Edited: I was wondering whether a LLM reading Lecture 7 would detect what was missing in the proof. I tried with deepseek but its first feedback on the Lecture 7 was positive, then when prompted about the incomplete proof it recognized it as a common error and explained how to complete the proof. Also I have to prompt it about the bad factor 2 for it to detect it. So it seems that deepseek is not a useful tool to judge quality of math content without very expert guidance, deepseek suggested to ask the LLM to compare this proof with another proof to detect important or vital differences.

Certhas•9mo ago
That's an absolutely obvious step though? As in, detailed lecture notes should maybe elaborate with a sentence, but in a lecture I would not put this on the slides but mention the core point and expect students at this level (who should have seen some amount of more theoretical LinAlg courses by then) to understand how to do the 1 line calculation.
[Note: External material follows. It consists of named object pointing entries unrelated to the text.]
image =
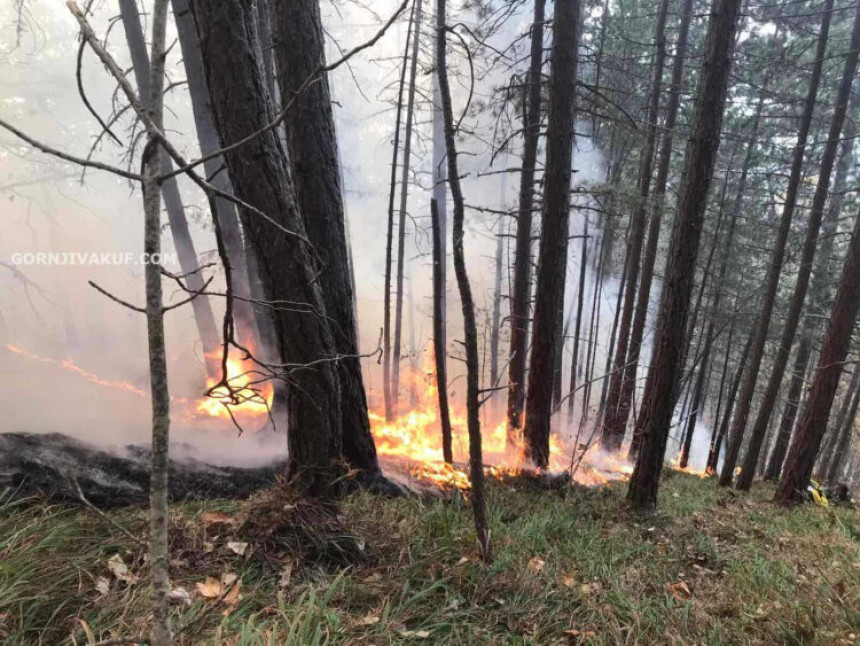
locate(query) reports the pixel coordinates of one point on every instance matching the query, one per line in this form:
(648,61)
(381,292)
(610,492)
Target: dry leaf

There aren't even any real details to fill in, you iterate on the lower right block so anything you do is orthogonal to the upper left block. Do a 2x2 block matrix multiplication to convince yourself that this preserves the form achieved so far.

me3meme•9mo ago
-- Do a 2x2 block matrix multiplication to convince yourself that this preserves the form achieved so far.

I don't consider this a proof. Perhaps you have in mind two simple but key properties of reflections about the hyperplane orthogonal to a vector v: (a) The hyperplane of a reflection is the fixed point of the reflection (b) the hyperplane is the orthogonal vector space to the vector space spanned by v. From this two properties it follows that each step of making zeroes does not change previous zeroes.

Your claim that for advanced students there is no need to comment about details it is not falsifiable. Citing Mac Lane: A monad is just a monoid in the category of endofunctors.

But from a practical point of view one can see the very basic level and simplicity of the definitions and calculations prior to the proof. So at this level of detail I consider that noticing that one must be careful to not destroy previous zeros is matching the level of discourse at the proper level.

Certhas•9mo ago
10 LB = LB' 0Q 0A 0A'

The proof says iterate on A, so that obviously creates a lower dimensional rotation Q that will act on the full space as above.

Absolutely mention this in lecture notes/during the lecture.

slwvx•9mo ago
I guess the title would better be "Numerical Linear Algebra Class in Julia at TUM". I.e. the "TUM" in the title does not mean that there's some new "TUM" version of Julia, rather that the class is at the Technical University of Munich.